Preview, predictions, what to watch for


An inside look at Sunday’s Giants-Titans Week 1 matchup in Nashville, Tenn.

Marquee matchup

Titans DT Jeffery Simmons vs. Giants interior offensive line

This rebuilt group has Mark Glowinski at right guard, Jon Feliciano at center and either Ben Bredeson or rookie Josh Ezeudu at left guard. Simmons was the No. 19-overall pick in the 2019 draft and last season made his first Pro Bowl after achieving career highs in sacks (8.5) and tackles (54).

Glowinski has 74 NFL starts on his résumé and Feliciano has 39, so they have plenty of experience to use the tricks of the trade to keep Simmons out of the backfield. Another Titans defensive lineman, Denico Autry, had nine sacks and a team-high 18 quarterback hits in 2021, making this a tough debut for the Giants’ interior group.

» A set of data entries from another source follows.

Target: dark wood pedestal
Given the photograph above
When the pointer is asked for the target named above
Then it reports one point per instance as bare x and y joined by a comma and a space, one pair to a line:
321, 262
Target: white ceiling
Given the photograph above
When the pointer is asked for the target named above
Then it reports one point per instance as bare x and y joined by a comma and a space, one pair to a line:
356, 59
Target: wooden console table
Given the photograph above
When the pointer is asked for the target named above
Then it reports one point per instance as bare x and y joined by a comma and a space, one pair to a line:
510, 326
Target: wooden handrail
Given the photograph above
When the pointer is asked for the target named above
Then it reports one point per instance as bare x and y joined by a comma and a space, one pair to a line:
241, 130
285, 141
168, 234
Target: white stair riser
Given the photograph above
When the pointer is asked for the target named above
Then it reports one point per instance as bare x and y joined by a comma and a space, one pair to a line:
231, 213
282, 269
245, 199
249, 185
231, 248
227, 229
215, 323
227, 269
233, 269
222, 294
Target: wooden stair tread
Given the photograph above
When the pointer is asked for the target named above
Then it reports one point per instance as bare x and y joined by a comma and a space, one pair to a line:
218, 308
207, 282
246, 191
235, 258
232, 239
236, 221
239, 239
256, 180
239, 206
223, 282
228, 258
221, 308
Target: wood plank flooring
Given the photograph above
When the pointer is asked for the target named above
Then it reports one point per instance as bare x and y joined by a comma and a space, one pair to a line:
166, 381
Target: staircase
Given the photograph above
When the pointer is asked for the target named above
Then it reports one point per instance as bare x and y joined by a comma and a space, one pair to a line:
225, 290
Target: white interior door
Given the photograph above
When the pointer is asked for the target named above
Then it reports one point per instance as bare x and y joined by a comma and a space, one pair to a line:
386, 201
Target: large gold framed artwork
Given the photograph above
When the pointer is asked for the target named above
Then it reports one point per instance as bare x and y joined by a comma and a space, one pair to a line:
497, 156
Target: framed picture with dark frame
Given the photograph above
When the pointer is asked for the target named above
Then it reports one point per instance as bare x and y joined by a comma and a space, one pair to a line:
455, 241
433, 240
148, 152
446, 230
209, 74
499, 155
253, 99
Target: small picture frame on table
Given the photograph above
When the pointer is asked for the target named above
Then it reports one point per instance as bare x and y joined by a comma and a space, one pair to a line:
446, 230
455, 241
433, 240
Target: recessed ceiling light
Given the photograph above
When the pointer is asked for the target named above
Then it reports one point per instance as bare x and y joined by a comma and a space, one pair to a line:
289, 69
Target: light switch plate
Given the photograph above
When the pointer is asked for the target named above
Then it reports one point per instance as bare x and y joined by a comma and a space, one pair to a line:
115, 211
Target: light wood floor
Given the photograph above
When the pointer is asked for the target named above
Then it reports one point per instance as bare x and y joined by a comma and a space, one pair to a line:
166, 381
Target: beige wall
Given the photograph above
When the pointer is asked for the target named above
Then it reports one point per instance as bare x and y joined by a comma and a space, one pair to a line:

Jeffery Simmons and Jon Feliciano
Jeffery Simmons and Jon Feliciano
Getty Images; Corey Sipkin

Paul’s pick

Can the Giants avoid their late-summer tradition of being 0-1? Their schedule is more than fair, but no one did Brian Daboll any favors with this tough opener on the road against the 2021 No. 1 seed in the AFC playoffs. The offense is healthy and Daniel Jones has his playmakers on the field with him. Let’s see what this new-look attack looks like and if it can muster enough points. And let’s see if anyone can tackle Derrick Henry.

Titans 27, Giants 20

Four downs

Home run hitters: For a huge man, Derrick Henry can go the distance. Since 2018, he has nine rushing touchdowns of 50 or more yards, the most in the NFL. Care to take a guess who is second on that list? Why, it’s Saquon Barkley, with six rushing touchdowns of 50 or more yards. Nick Chubb of the Browns is third with five.

Henry did it in 55 games (815 rushing attempts). Barkley did it in 44 games (659 attempts) and Chubb did it in 58 (908 attempts). It is easy to forget what a big-play running back Barkley was when he was fully healthy. He is fully healthy to start his fifth season with the Giants.

New role: The release, for salary-cap reasons, of James Bradberry made Adoree’ Jackson the No. 1 cover guy on a defense that is unproven everywhere else at cornerback. The 2017 first-round pick of the Titans faces his former team for the first time, and faces a revamped wide receiver group featuring veteran Robert Woods (acquired in a trade with the Rams) and rookie Treylon Burks, taken with the No. 18-overall pick out of Arkansas. It is imperative for the Giants that Jackson play like a top-tier corner, given the depth chart at this position.

“It’s just going to be fun seeing them, chopping it up with them,’’ Jackson said of his former Titans teammates. “Probably get a jersey after the game or two so that’s going to be nice.’’

Got to run: On first-and-10, the Titans ran the ball an NFL-high 61.5 percent of the time in 2021, despite Henry playing in just eight games. The ground is where they want to be, which is why the Giants’ surprising release of inside linebacker Blake Martinez is sure to be felt in this game. Tae Crowder returns as a starter, presumably along with Austin Calitro, who defines the term “journeyman.’’ He was undrafted out of Villanova, and the Giants are his ninth different NFL team and his 11th different NFL stop. He has played in 47 games and started nine of them — none since 2019 with the Jaguars.

“I’m definitely excited waiting for this opportunity to come back around,’’ Calitro said. “I knew I could do it. It’s just a matter of getting coaches and a front office that believes in me. I found that here.’’

Taking offense: The last time the Giants took the field in a game that counted, they were finishing up a stretch of some of the worst offensive football in franchise history — a six-week slog to end the 2021 season in which they averaged barely more than nine points a game.

The decision-makers on offense — Daboll and coordinator and play-caller Mike Kafka — are here to make sure the product is greatly improved. Creativity has replaced predictability, and that should bode well for Kadarius Toney, who struggled through a mostly dismal rookie year. Watch for rookie second-round pick Wan’Dale Robinson to also benefit from a system that has a history of freeing up the main weapons.